The first-mentioned cause of the increase of crime in New South Wales refers to the Quarter Session Act, passed in 1833; by that Act, the summary jurisdiction of single magistrates over convicts, was somewhat diminished, and a magistrate was prevented from inflicting more than 50 lashes for a single offence, instead of 150 which he might have given before at three separate inflictions. These complaints do not seem to your Committee to have the slightest foundation in fact, and Sir Richard Bourke appears to have acted with wisdom, justice, and humanity in his treatment of the convict population.

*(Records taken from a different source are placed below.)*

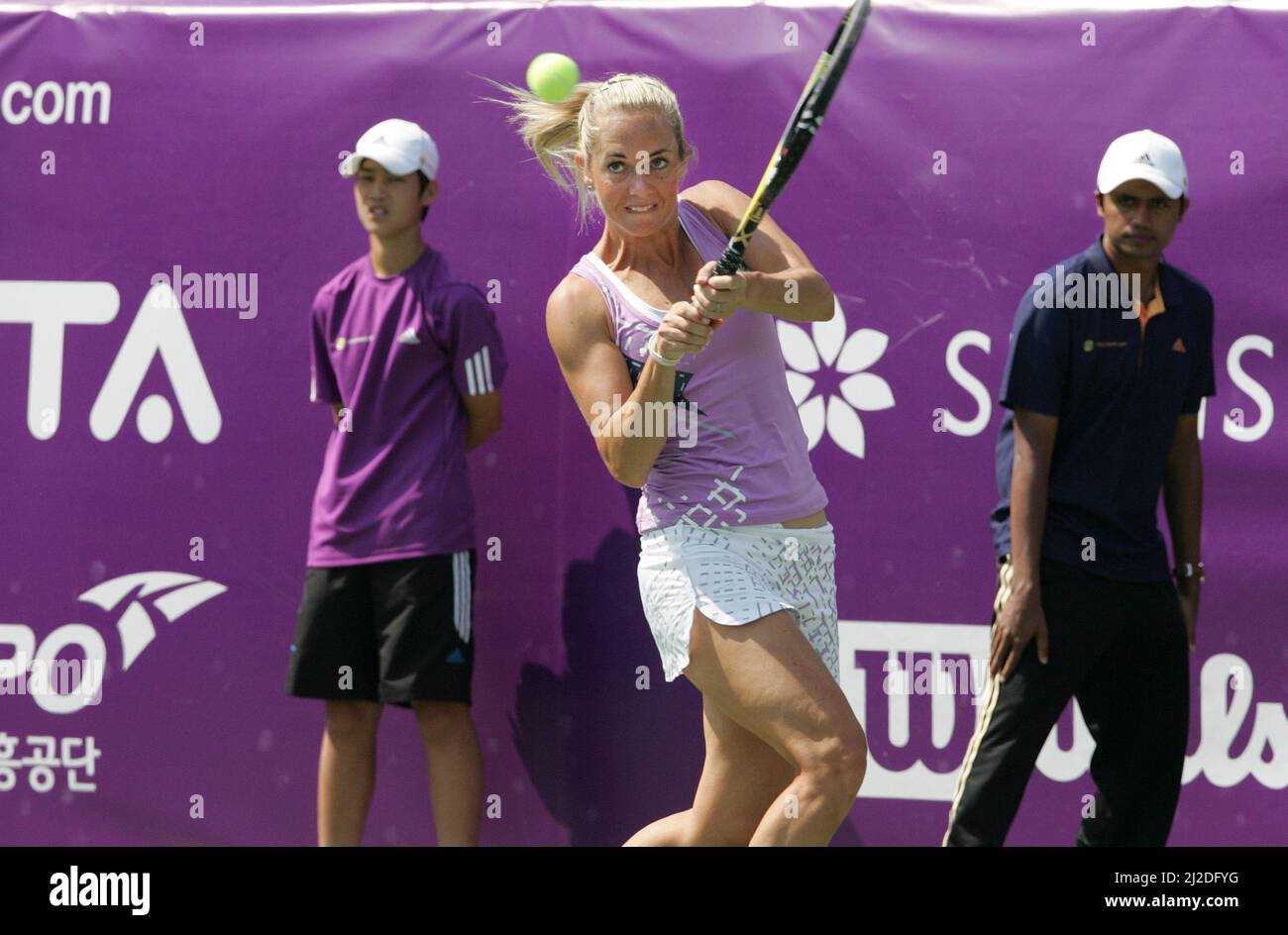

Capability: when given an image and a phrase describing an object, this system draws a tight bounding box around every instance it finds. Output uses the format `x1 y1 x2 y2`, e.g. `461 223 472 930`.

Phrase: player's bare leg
318 700 380 848
684 610 867 845
625 700 796 848
412 702 483 848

With regard to the second alleged cause of the increase of crime, namely, the jury laws, your Committee need hardly repeat, that the well-proven effect of transportation is to demoralize, not to reform an offender; therefore, in a community like New South Wales, wherein so large a proportion of the population are persons who have been convicts, to permit such persons generally to sit upon juries must evidently have an injurious effect. Your Committee, however, must observe, that under a good system of punishment, an offender should, at the expiration of his sentence, be considered to have atoned for his crimes, and he should be permitted to commence a new career without any reference to his past one.
With regard to the last alleged cause of the increase of crime, namely, the increasing number of emancipists; little doubt, your Committee think, can be entertained of the pernicious consequences of annually turning loose a number of unreclaimed offenders on so small a community as that of New South Wales.
One of the supposed advantages of transportation is, that it prevents this country from being burthened with criminal offenders, after the expiration of their sentences. It is now, however, evident that transportation does not tend to diminish the sum total of offences committed in the British Dominions; it may, perhaps, relieve Great Britain and Ireland from a portion of their burthen of crime; though, from the little apprehension which transportation produces, that fact may be reasonably doubted. On the other hand, it only transfers and aggravates the burthen upon portions of the British Dominions, which, like New South Wales, and Van Diemen's Land, are least able to bear it.